Advertisement

Migrant Seeks an End to Beatings, Abuse

Share
TIMES STAFF WRITER

Candido Salas says he isn’t the first migrant worker to be kidnaped, beaten and humiliated outside two brothers’ rural Carlsbad grocery store. But if he gets his way, he will be the last.

A week ago, as he waited for a day job outside the Country Store on El Camino Real, the 26-year-old migrant worker was allegedly handcuffed and punched several times by store owner Rickey Joe Ryberg and his brother Randy--in what police have said may have been an attempt to scare migrants from the market.

After handcuffing Salas to a railing behind the store for two hours, police said, the Rybergs bound the migrant worker’s hands and feet with duct tape. They then put a brown paper bag over his head. On the bag, they scrawled “No Mas Aqui,” or ungrammatical Spanish for “Don’t Come Back,” authorities said.

Advertisement

He may not speak English or even live in the United States legally, but Salas believes he and other migrant laborers deserve better treatment. So he is pressing the prosecution of the brothers, who last week were charged with kidnaping, false imprisonment, battery and civil-rights violations.

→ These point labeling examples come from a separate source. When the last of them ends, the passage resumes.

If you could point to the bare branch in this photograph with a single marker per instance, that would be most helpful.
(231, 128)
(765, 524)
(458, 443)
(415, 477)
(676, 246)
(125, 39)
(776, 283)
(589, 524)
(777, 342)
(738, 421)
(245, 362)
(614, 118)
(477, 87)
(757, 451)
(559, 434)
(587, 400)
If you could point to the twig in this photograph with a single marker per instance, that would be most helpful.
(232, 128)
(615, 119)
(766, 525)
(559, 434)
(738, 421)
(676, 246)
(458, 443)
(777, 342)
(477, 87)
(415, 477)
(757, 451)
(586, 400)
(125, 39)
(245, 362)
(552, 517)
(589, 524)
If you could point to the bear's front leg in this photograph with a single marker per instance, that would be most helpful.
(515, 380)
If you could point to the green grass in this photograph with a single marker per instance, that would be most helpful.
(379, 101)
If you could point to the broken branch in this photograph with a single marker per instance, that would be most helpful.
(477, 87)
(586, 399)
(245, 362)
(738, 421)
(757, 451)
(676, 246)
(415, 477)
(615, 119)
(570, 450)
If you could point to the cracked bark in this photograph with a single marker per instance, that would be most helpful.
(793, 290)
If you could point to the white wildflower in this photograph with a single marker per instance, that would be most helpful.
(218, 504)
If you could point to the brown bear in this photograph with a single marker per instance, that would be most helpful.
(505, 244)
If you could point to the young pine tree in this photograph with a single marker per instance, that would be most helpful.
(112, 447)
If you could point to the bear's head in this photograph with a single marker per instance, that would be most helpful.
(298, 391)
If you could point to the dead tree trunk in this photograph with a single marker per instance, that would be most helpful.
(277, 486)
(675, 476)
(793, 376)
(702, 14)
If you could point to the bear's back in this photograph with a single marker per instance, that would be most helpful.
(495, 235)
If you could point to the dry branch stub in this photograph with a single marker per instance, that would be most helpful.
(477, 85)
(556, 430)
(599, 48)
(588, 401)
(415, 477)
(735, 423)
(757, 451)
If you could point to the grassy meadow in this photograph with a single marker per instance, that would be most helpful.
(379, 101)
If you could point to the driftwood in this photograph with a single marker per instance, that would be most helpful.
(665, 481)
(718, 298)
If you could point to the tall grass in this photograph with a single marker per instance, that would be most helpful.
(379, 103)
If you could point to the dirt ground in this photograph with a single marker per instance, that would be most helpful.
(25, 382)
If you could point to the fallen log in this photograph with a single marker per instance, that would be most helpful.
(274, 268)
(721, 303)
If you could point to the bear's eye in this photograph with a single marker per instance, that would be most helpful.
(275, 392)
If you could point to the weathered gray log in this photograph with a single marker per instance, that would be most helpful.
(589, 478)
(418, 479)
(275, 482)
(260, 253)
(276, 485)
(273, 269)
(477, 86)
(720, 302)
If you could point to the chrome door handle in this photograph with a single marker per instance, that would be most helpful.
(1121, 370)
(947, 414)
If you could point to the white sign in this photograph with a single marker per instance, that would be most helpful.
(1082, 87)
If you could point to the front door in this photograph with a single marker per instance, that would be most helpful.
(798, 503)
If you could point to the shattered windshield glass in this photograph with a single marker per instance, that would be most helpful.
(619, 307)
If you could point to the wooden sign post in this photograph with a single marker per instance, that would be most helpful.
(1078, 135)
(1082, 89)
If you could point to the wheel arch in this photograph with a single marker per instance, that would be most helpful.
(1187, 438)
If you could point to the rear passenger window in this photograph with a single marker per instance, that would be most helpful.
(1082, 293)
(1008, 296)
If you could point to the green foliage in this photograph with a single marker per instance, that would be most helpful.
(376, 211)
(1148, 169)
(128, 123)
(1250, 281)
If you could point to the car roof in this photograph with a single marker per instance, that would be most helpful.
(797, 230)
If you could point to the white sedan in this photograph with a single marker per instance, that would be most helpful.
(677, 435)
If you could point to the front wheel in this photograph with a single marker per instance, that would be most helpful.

“We’ve asked them for justice,” he said of police and prosecutors. “We’ve told them that we’re illegals but that we don’t deserve to be treated like this. We’re people. We’re not animals.”

But these days, the parking lot of the market they call “La Gallina” for the large fiberglass rooster perched on its roof, has become a dangerous place to seek work, Salas and other migrants say.

In recent months, the Ryberg brothers have repeatedly harassed migrant workers who congregate outside their store, laborers contend.

The Rybergs are suspected of randomly abducting at least three other laborers besides Salas and giving them the same harsh treatment--a paper bag placed over their heads after they were beaten, handcuffed and held for hours against their will, the victims said.

Migrant workers say as many as four others have been kidnaped by the brothers--who police say are both over 6 foot 4 and weigh more than 220 pounds each--but were spared the indignation of wearing the paper bag. One worker returned to Mexico after his arm was reportedly broken.

Advertisement

The Rybergs have also chastised potential employers who drove up to their leased grocery-store lot, workers say.

On Tuesday, neither brother would comment on the alleged attacks.

But Carlsbad police say they are investigating several new complaints of assaults against migrants outside the store--reported by laborers who were apparently too timid to come forward before.

“That’s what I’m hearing,” Detective Richard Castaneda said of the alleged kidnapings and attacks. “We’ve talked with several migrants who told us what supposedly went on. The whole works is still under investigation. But it will all come out in the end.”

Meanwhile, several laborers have forsaken the once-popular street corner near the Rybergs’ store to look for work elsewhere.

Salas, on the advice of Carlsbad police, now avoids the store. Instead, he walks to a convenience store near Interstate 5. On Tuesday morning, before he reported to a nearby job site to pick tomatoes for $5 an hour, he spoke of his determination to take the brothers to court.

“I want to prosecute because if we let this case go, they might one day kill one of my companions,” said Salas, a slight man who barely weighs 100 pounds. “If we stop here, the police won’t pay any more attention to us. They’ll say we’re not serious enough to pursue these cases.”

Advertisement

Castaneda said he is impressed by the resolve demonstrated by the migrant worker:

“I sense that, after his lead, these people are getting to the point where they’re going to start coming out of the woodwork to tell us what has been happening up there.”

Carlsbad police also are looking into a report by migrant workers that a U.S. Border Patrol agent, who arrived at the market before Carlsbad police, saw that Salas had been tied up but left the scene without taking any action after talking with one of the Ryberg brothers.

Ted Swofford, a spokesman for the U.S. Border Patrol, said his agency had not yet been contacted by Carlsbad police and would not say whether an in-house investigation of the incident would be initiated.

“If it were,” he said, “I wouldn’t be able to talk about it, anyway.”

Salas, who left his wife and two preschool children in Mexico four months ago to find work in the United States, said he has already paid a price for the kidnaping. Now, he must seek work at a location known to fewer bosses, while watching many of his friends return to the Country Store.

“That’s where you go to find work,” he said. “That’s where all the big bosses come.”

But Candido Salas will have his day in court.

“I can’t explain why it happened,” he said of the alleged kidnaping and repeated violence. “We’re not shoplifters. We go into the store, the Mexicans and Guatemalans, and we buy more things than the Americans.

“But they still treat us rough. They push us around. They wouldn’t even give us a place to stand in from the rain.

Advertisement

“That’s the way they treated us. It’s an injustice.”